L’Arabia Saudita ha avviato un ripensamento profondo del progetto The Line, la città futuristica concepita come parte centrale del megaprogetto NEOM e simbolo della Vision 2030 del principe ereditario Mohammed bin Salman. Originariamente presentata come una metropoli lineare di circa 170 km nel deserto, destinata a ospitare milioni di persone senza auto, strade o emissioni, la visione sta ora cambiando radicalmente mentre il regno ne riduce scala e ambizioni.
Il concetto di The Line — una lunga fascia abitativa compresa tra pareti di vetro riflettente e dotata di trasporti ultraveloce — ha catturato l’immaginario internazionale sin dalla presentazione, proponendo un nuovo modello urbano pensato per essere sostenibile, hi-tech e privo di traffico automobilistico.
Tuttavia, secondo fonti internazionali citate da testate economiche, il piano originale è stato rivisto: la città lineare non sarà più realizzata nella forma estesa e continua prevista, ma trasformata in uno sviluppo molto più limitato, basato su infrastrutture già parzialmente avviate.

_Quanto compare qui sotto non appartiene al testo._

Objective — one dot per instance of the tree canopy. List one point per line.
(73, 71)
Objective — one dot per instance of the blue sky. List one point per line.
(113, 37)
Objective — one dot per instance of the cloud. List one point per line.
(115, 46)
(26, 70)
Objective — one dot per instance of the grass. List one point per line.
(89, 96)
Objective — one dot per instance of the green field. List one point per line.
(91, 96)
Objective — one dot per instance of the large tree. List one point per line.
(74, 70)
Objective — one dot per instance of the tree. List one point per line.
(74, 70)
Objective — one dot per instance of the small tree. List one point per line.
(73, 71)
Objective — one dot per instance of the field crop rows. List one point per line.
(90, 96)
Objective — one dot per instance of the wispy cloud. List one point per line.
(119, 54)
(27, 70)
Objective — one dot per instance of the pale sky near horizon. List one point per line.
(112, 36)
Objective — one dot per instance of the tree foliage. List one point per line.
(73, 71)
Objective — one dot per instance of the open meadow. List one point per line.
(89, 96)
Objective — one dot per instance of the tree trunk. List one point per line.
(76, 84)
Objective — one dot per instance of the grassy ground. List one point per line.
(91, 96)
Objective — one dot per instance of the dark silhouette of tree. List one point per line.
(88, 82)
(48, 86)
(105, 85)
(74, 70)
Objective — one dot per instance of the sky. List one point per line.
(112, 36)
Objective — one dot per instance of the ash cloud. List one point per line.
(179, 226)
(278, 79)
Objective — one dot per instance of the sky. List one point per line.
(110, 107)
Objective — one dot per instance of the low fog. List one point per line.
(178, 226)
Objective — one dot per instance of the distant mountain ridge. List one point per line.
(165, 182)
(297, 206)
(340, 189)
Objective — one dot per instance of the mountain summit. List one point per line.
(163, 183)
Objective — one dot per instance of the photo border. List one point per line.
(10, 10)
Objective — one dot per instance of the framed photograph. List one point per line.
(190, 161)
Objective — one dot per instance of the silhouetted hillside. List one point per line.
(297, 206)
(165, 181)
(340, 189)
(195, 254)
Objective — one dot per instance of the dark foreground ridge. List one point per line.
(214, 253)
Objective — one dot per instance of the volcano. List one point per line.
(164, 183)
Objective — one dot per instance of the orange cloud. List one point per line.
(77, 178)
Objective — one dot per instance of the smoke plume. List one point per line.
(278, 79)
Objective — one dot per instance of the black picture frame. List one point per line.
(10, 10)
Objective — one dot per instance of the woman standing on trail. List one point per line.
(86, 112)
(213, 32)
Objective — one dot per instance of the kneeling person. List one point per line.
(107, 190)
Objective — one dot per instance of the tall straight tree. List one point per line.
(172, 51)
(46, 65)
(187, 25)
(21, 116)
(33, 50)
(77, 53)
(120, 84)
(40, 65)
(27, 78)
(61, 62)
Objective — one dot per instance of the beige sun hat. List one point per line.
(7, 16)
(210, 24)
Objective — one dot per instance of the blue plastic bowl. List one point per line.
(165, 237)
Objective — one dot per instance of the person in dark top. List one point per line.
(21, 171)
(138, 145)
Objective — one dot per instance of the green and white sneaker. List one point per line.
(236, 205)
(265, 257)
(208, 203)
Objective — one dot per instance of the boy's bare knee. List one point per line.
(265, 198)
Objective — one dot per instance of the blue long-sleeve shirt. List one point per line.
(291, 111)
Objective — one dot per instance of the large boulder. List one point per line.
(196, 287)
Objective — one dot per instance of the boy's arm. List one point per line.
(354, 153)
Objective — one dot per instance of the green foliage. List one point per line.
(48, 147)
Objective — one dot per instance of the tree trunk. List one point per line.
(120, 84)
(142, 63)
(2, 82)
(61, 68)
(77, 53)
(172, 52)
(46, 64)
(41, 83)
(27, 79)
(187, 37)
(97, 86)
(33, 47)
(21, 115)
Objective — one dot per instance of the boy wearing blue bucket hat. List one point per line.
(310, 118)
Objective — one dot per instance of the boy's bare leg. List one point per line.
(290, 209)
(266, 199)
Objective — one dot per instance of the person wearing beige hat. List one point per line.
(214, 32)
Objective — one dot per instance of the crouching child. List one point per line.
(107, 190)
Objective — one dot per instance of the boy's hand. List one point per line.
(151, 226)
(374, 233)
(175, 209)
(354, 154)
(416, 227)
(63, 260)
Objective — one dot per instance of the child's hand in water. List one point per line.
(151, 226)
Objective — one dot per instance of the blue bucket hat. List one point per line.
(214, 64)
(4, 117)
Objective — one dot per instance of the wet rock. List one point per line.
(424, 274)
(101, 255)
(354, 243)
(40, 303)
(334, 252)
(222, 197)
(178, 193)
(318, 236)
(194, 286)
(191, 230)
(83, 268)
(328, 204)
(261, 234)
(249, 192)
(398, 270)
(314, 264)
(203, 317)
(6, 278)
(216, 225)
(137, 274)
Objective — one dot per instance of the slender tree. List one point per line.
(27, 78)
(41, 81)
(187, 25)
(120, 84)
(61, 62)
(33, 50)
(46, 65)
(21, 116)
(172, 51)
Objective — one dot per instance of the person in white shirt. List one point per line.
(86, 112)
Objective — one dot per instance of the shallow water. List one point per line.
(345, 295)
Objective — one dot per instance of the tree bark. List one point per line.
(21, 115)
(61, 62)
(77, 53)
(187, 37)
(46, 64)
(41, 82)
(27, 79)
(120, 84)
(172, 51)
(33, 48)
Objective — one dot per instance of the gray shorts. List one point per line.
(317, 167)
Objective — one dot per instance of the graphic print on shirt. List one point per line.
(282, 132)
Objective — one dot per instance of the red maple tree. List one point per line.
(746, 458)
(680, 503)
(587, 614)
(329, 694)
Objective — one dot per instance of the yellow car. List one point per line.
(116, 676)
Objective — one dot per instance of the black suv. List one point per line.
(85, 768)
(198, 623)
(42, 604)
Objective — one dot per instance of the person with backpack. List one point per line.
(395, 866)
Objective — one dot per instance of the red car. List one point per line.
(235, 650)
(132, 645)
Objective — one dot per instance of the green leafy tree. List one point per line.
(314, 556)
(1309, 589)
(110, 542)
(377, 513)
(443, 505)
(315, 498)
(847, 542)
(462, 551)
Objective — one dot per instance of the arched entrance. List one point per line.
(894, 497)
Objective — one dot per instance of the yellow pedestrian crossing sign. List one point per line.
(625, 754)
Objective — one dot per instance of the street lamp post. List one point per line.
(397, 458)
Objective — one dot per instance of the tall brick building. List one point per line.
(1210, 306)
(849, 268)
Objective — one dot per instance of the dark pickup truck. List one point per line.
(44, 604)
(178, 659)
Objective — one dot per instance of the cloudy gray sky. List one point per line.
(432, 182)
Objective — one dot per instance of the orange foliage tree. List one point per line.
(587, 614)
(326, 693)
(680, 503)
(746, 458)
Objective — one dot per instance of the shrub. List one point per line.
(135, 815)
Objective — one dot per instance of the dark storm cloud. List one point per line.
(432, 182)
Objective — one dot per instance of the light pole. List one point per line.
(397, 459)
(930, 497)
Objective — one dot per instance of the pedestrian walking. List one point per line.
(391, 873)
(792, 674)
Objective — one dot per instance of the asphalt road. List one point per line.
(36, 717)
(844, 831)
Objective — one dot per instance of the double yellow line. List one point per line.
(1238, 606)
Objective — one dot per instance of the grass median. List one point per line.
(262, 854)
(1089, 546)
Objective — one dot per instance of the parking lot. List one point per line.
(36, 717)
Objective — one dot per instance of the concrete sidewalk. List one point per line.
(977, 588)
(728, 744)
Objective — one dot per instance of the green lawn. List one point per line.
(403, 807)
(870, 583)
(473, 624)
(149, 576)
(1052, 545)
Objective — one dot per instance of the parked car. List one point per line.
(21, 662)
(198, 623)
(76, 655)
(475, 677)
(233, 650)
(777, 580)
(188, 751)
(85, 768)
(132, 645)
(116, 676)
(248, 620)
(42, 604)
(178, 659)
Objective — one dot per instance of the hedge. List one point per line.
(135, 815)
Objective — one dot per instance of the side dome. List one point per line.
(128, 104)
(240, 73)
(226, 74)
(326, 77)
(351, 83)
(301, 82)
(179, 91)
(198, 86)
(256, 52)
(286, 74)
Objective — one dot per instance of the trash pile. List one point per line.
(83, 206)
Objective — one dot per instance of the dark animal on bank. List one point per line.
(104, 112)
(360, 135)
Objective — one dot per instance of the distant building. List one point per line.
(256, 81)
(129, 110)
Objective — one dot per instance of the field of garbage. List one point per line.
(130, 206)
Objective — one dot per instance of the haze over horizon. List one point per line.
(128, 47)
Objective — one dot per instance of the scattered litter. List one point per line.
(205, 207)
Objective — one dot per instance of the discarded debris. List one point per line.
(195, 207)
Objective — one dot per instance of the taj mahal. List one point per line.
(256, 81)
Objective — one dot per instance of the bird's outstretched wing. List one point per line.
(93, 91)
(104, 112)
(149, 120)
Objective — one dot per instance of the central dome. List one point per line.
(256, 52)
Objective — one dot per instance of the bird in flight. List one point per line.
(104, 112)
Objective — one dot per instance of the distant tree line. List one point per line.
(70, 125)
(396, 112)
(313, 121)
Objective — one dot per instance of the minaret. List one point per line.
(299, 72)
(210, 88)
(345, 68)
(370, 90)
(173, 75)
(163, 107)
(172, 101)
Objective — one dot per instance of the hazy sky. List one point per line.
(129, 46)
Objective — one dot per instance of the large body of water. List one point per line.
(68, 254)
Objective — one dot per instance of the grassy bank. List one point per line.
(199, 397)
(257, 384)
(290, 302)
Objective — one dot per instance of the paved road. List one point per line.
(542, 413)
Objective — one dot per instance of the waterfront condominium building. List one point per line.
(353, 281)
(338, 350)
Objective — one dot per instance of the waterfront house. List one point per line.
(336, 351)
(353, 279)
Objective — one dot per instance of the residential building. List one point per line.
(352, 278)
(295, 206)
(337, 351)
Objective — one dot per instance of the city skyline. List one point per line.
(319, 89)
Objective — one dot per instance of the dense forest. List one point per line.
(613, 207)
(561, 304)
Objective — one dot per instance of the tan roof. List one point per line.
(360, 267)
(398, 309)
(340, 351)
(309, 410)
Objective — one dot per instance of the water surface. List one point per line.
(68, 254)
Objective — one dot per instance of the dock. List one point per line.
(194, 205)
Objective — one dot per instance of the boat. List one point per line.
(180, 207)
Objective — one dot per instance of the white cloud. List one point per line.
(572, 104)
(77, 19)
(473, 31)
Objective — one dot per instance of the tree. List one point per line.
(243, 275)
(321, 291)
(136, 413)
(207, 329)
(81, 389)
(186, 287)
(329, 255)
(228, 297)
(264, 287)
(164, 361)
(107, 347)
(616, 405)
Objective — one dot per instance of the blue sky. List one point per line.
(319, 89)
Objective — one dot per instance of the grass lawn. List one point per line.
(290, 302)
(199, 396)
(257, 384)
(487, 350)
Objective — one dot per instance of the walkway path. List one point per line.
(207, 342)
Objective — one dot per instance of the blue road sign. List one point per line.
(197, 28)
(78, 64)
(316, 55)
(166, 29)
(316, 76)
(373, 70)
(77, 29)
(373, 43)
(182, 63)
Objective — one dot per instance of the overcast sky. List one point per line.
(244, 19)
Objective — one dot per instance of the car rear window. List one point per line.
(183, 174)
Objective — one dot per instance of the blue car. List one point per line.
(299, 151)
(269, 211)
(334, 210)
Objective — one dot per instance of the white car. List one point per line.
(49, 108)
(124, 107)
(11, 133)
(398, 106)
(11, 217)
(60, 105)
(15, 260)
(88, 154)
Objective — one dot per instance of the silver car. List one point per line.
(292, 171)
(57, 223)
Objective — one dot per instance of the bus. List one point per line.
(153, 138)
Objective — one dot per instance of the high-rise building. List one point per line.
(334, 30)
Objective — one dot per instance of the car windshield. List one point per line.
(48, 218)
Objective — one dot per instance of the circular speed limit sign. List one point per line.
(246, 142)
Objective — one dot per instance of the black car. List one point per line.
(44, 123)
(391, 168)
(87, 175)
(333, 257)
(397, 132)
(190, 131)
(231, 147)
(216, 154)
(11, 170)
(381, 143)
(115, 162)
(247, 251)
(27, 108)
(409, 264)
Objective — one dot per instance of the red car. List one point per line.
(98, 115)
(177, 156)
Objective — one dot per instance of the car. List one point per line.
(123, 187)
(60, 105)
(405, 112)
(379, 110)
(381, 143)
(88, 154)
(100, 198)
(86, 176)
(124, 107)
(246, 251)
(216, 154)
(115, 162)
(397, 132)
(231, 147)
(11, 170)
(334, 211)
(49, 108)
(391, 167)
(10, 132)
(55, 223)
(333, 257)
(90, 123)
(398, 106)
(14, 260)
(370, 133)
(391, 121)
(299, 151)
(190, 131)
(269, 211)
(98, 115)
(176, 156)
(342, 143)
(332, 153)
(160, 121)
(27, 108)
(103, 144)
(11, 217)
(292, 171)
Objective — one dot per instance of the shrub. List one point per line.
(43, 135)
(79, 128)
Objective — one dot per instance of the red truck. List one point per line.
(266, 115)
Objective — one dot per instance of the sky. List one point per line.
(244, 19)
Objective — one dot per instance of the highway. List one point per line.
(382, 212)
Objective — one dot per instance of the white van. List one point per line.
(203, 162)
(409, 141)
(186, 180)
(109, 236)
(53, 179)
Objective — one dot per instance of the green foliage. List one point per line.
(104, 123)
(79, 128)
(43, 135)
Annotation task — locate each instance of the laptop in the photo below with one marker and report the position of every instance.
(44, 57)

Le dimensioni e quindi la capacità abitativa sono state drasticamente ridotte e gli obiettivi di ospitalità per milioni di residenti sono stati accantonati.
Il ripensamento è legato a diversi fattori: ritardi nei cantieri, costi di costruzione esplosi e un contesto economico internazionale meno favorevole rispetto alle previsioni degli anni passati. I prezzi del petrolio — storicamente chiave per le finanze saudite — non garantiscono più la stessa abbondanza di risorse, e Riyadh sta riallocando capitali verso progetti strategici percepiti come più realistici o con ritorni economici più rapidi, come le infrastrutture per eventi internazionali e lo sviluppo di settori tecnologici.
La decisione non riguarda soltanto The Line: altri elementi di NEOM, come il progetto turistico montano Trojena e persino l’assegnazione dei Giochi Asiatici Invernali 2029, sono oggetto di revisione o cancellazione, segnando una svolta rispetto allo slancio iniziale del megaprogetto.
Nonostante il ridimensionamento, NEOM non è stato cancellato del tutto; piuttosto si sta trasformando in un insieme di progetti più frammentati e mirati, con un approccio che privilegia la fattibilità finanziaria rispetto all’impatto simbolico. Resta da vedere quale forma finale prenderanno gli sviluppi rimasti e se le ambizioni tecnologiche e urbanistiche che avevano reso The Line un’icona globale riusciranno comunque ad affermarsi su scala più contenuta.